La plus grande partie du temps à Terezin est occupé par l'enseignement. Ce n'est qu'à l'automne 1944, lorsque les transports vers les camps de la mort sont temporairement suspendus (pour tromper la Croix-Rouge) qu'elle se consacre entièrement à la peinture. “Je peins avec la plus grande intensité possible» écrit-elle à sa belle-sœur Maria Brandeis en août 1944, deux mois avant sa mort.
Après la guerre, W***y Groag, le directeur de l'école des filles L 410 confie les valises contenant les dessins à la communauté juive de Prague.
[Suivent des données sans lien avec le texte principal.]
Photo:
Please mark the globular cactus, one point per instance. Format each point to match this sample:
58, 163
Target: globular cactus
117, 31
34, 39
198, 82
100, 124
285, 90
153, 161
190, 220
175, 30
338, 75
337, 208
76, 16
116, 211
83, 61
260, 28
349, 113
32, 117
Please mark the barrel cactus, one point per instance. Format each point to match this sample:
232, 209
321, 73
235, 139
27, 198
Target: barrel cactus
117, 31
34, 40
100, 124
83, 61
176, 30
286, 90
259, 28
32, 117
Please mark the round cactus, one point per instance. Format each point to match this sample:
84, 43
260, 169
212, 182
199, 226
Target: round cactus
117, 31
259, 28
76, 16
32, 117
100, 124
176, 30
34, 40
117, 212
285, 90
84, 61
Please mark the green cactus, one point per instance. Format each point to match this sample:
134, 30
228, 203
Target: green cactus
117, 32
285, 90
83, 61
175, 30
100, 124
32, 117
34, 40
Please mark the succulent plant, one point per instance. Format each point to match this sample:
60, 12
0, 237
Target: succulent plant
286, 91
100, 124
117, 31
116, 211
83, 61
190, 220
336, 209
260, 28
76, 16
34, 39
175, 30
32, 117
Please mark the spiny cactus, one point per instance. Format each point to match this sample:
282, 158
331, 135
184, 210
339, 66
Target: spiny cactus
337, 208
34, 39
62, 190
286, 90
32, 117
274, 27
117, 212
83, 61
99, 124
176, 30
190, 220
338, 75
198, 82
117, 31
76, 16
Sur les 660 auteurs de dessins, 550 périrent durant la Shoah. Les dessins sont aujourd'hui conservés par le musée juif de Prague et certains sont exposés à la synagogue Pinkas à Prague.
Ses dernières œuvres ont été découvertes seulement dans les années 1980, ainsi qu'une centaine de lettres de 1938 à 1942 de Friedl à Hilde Kothny et quelques-unes à Anny Wottitz. C'est donc quarante ans après sa mort, grâce à la découverte de centaines d’œuvres artistiques, lettres et mémoires que Friedl Dicker-Brandeis commence à obtenir une reconnaissance méritée comme artiste, enseignante et personnalité remarquable.
En 1999, une exposition consacrée à Friedl Dicker-Brandeis fut organisée par le centre Simon-Wiesenthal. Organisée par Elena Makarova d'Israël, l'exposition itinérante fut montrée en République tchèque, en Allemagne, en Suède, en France, aux États-Unis et au Japon. Daisaku Ikeda, le fondateur du museum d'art Fuji à Tokyo qui fut la cheville ouvrière pour accueillir l'exposition au Japon dira :
« Les travaux artistiques variés laissés par cette grande dame et par les enfants de Terezin sont leurs legs au présent pour chacun d'entre nous. Ils nous invitent à continuer notre quête d'une société qui chérit la vie humaine en transcendant toutes les différences de races, de religion, de politique et d'idéologie. Cela reste mon espoir le plus profond que cette exposition soit un moment d'introspection pour ceux qui la verront, un moment pour réaffirmer l'importance de nos droits en tant qu'être humain et la valeur de la vie en elle-même. »
Friedl Dicker-Brandeis est considérée par beaucoup comme une artiste importante des débuts du 20eme siècle. Walter Gropius, disait que, si elle avait vécu, Friedl Dicker-Brandeis aurait été la plus importante artiste féminine du 20eme siècle.